De bons résultats malgré l’opposition
De tels changements ont souvent suscité une forte opposition de la famille et des voisins. Le cas de Warigbani en est une illustration: “Mon mari avait deux femmes et j’étais la seconde. J’avais deux enfants de lui. Lorsque j’ai appris que seule la première femme était légitime aux yeux du Créateur, je me suis posé les questions suivantes: Devrais-je quitter mon mari? Si je le faisais et qu’il m’autorise à emmener mes enfants, comment subviendrais-je à nos besoins? Devrais-je faire taire ma conscience et me priver de la grande joie d’avoir trouvé la vraie religion? Effectivement, j’étudiais la Bible avec les Témoins de Jéhovah. J’ai donc prié Jéhovah pour qu’il m’aide.
“Lorsque j’ai dit à mon mari que je devais le quitter et désirais emmener les enfants, il est entré dans une grande colère et a refusé de m’écouter. Finalement, il m’a autorisée à partir avec les enfants, mais sans aucune aide financière, pas même le prix du voyage.
“J’ai dû ensuite affronter la colère de ma propre famille. Ils m’ont traitée de folle. Mon frère m’a qualifiée de ‘fille prodigue’ et s’est moqué de moi. Mais je n’ai pas cessé de leur parler de la Bible et, au bout de quelque temps, plusieurs membres de ma famille ont commencé à l’étudier. Aujourd’hui, cinq d’entre eux servent Jéhovah avec moi. Bien sûr, j’ai dû me passer de beaucoup de choses dont je pouvais jouir auparavant. Je dois travailler dur pour faire vivre ma famille. Mais la joie que j’ai de connaître la vérité et d’y obéir a bien plus de valeur que les choses matérielles. On ne peut comparer les richesses au bonheur de plaire à Jéhovah.”
De même, Moïse conclut ainsi: “J’ai maintenant la joie d’avoir des relations familiales pures et harmonieuses. Mes enfants ont grandi et sont aujourd’hui des serviteurs de Jéhovah voués et fidèles. Cela m’a rendu très heureux.”

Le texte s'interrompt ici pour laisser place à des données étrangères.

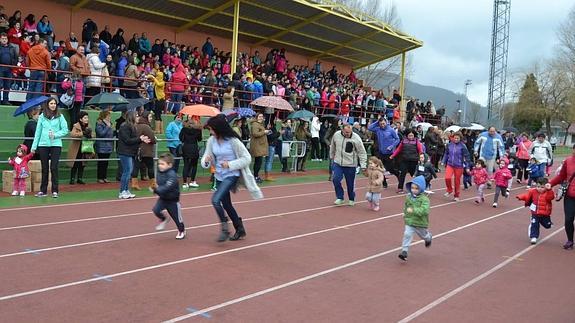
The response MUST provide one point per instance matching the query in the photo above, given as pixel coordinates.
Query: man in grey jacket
(345, 149)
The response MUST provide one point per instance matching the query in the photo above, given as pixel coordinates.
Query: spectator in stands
(8, 56)
(51, 128)
(104, 148)
(38, 60)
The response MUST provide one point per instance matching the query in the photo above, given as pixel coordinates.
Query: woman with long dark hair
(51, 128)
(226, 152)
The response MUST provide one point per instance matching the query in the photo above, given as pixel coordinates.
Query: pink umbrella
(276, 102)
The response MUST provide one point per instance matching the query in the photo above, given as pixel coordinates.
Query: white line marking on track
(35, 251)
(325, 272)
(473, 281)
(186, 260)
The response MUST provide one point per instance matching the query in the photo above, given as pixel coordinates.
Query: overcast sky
(457, 39)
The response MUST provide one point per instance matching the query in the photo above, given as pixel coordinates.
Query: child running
(375, 172)
(415, 215)
(168, 191)
(480, 178)
(21, 170)
(502, 176)
(539, 200)
(426, 169)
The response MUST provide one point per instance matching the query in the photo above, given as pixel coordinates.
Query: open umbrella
(133, 104)
(270, 101)
(107, 99)
(301, 114)
(30, 104)
(200, 110)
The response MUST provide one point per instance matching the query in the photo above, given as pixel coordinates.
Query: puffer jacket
(542, 201)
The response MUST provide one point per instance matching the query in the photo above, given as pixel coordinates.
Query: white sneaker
(162, 225)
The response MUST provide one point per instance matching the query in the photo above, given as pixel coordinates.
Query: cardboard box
(8, 182)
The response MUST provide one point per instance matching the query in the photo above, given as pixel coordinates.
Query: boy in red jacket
(539, 202)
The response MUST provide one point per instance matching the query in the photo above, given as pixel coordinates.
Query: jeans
(127, 167)
(36, 84)
(423, 233)
(5, 83)
(49, 155)
(338, 173)
(270, 158)
(221, 200)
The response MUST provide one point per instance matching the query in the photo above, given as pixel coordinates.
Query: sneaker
(162, 225)
(403, 255)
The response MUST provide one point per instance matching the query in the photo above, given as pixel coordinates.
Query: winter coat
(258, 140)
(242, 163)
(190, 138)
(419, 216)
(168, 187)
(480, 176)
(375, 176)
(346, 151)
(456, 155)
(104, 131)
(74, 147)
(59, 127)
(387, 138)
(565, 175)
(542, 201)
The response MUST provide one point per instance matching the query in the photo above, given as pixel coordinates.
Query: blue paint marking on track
(193, 310)
(103, 277)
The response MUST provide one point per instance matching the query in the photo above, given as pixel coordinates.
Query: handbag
(87, 147)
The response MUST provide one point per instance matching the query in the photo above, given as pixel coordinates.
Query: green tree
(528, 112)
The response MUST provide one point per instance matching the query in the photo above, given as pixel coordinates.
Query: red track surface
(303, 260)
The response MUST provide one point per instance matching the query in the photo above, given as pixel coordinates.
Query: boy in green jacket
(415, 215)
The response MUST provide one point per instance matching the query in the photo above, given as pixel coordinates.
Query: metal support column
(235, 36)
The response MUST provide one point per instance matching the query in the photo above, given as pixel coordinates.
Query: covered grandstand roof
(318, 29)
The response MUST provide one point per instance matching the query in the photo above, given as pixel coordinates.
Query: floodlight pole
(235, 36)
(402, 87)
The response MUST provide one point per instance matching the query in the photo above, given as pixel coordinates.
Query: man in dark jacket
(8, 56)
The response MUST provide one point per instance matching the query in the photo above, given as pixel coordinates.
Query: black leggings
(257, 165)
(569, 208)
(190, 169)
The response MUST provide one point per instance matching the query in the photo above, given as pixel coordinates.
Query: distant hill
(439, 97)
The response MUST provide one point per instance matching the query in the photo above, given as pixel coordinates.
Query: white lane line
(181, 261)
(144, 198)
(36, 251)
(325, 272)
(473, 281)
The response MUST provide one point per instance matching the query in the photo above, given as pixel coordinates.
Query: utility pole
(467, 83)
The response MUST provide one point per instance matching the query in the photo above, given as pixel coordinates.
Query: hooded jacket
(419, 204)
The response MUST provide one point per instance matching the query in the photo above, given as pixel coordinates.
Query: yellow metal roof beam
(80, 5)
(205, 16)
(292, 28)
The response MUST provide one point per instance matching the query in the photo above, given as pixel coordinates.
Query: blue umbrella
(30, 104)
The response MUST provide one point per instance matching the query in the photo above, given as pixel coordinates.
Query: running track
(304, 260)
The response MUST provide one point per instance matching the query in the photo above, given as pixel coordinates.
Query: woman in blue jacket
(51, 128)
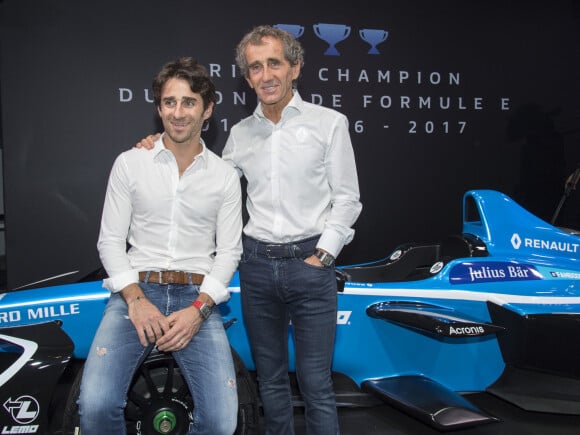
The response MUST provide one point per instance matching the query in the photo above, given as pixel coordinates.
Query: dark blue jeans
(278, 287)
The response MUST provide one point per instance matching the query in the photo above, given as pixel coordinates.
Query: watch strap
(204, 309)
(325, 258)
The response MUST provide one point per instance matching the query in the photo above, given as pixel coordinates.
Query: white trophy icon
(373, 37)
(332, 34)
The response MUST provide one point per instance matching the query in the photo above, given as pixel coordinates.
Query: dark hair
(293, 51)
(188, 69)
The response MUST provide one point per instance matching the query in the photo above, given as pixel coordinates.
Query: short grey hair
(293, 51)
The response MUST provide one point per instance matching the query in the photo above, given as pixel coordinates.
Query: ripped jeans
(116, 353)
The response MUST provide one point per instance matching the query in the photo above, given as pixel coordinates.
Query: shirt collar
(159, 149)
(294, 107)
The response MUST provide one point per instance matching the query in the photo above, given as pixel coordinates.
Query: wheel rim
(159, 401)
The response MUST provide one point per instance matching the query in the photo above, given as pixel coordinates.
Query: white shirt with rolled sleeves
(301, 173)
(191, 223)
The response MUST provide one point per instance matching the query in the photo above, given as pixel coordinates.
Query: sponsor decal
(39, 313)
(492, 271)
(467, 330)
(343, 317)
(544, 245)
(23, 410)
(567, 275)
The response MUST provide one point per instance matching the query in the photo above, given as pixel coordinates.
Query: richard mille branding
(471, 273)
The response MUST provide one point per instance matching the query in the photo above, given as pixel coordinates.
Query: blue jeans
(206, 364)
(278, 287)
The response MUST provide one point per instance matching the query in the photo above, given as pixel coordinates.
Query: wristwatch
(325, 258)
(204, 309)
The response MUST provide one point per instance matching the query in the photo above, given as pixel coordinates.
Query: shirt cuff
(121, 280)
(215, 289)
(331, 242)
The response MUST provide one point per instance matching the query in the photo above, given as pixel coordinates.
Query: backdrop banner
(442, 97)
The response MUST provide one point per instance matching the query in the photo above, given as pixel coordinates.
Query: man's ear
(208, 111)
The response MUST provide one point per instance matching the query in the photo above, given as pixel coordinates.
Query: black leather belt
(171, 277)
(281, 250)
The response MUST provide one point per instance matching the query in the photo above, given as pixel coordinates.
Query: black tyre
(159, 401)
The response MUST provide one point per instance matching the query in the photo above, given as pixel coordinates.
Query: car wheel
(159, 401)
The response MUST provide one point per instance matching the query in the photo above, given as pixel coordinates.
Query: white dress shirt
(301, 175)
(191, 223)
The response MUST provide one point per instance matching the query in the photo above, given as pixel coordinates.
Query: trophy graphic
(373, 37)
(295, 30)
(332, 34)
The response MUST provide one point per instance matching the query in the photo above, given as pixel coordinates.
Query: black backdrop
(460, 95)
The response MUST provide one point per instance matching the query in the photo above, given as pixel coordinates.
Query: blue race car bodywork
(492, 309)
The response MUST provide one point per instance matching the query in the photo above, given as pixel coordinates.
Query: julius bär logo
(332, 34)
(24, 410)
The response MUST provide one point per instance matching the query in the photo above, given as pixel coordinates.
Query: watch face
(325, 258)
(205, 311)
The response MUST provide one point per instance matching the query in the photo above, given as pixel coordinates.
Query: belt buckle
(269, 249)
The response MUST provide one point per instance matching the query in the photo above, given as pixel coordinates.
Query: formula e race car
(492, 309)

Parlant des bienfaits que la décision de Johnson a procurés, son fils Rufus déclare: “Il n’y avait plus de disputes à la maison, et mon père pouvait désormais nous surveiller étroitement et nous élever en harmonie avec les enseignements de la Bible. Il est devenu pionnier (prédicateur à plein temps) pendant près de vingt ans; il est resté fidèle à Jéhovah jusqu’à sa mort survenue il y a deux ans.”
Désirez-vous en savoir davantage sur les lois divines? Nous vous invitons à demander aux Témoins de Jéhovah d’étudier la Bible avec vous. Ils seront heureux de vous parler du Paradis terrestre à venir, dans lequel les lois de Dieu prévaudront. — Ésaïe 11:9.
[Illustration, page 10]
Dans une union polygame, la femme doit partager son conjoint avec d’autres épouses.
[Illustration, page 11]
Dans une union monogame, les conjoints s’appartiennent réellement. Ainsi unis, ils peuvent offrir à leurs enfants une vie de famille saine.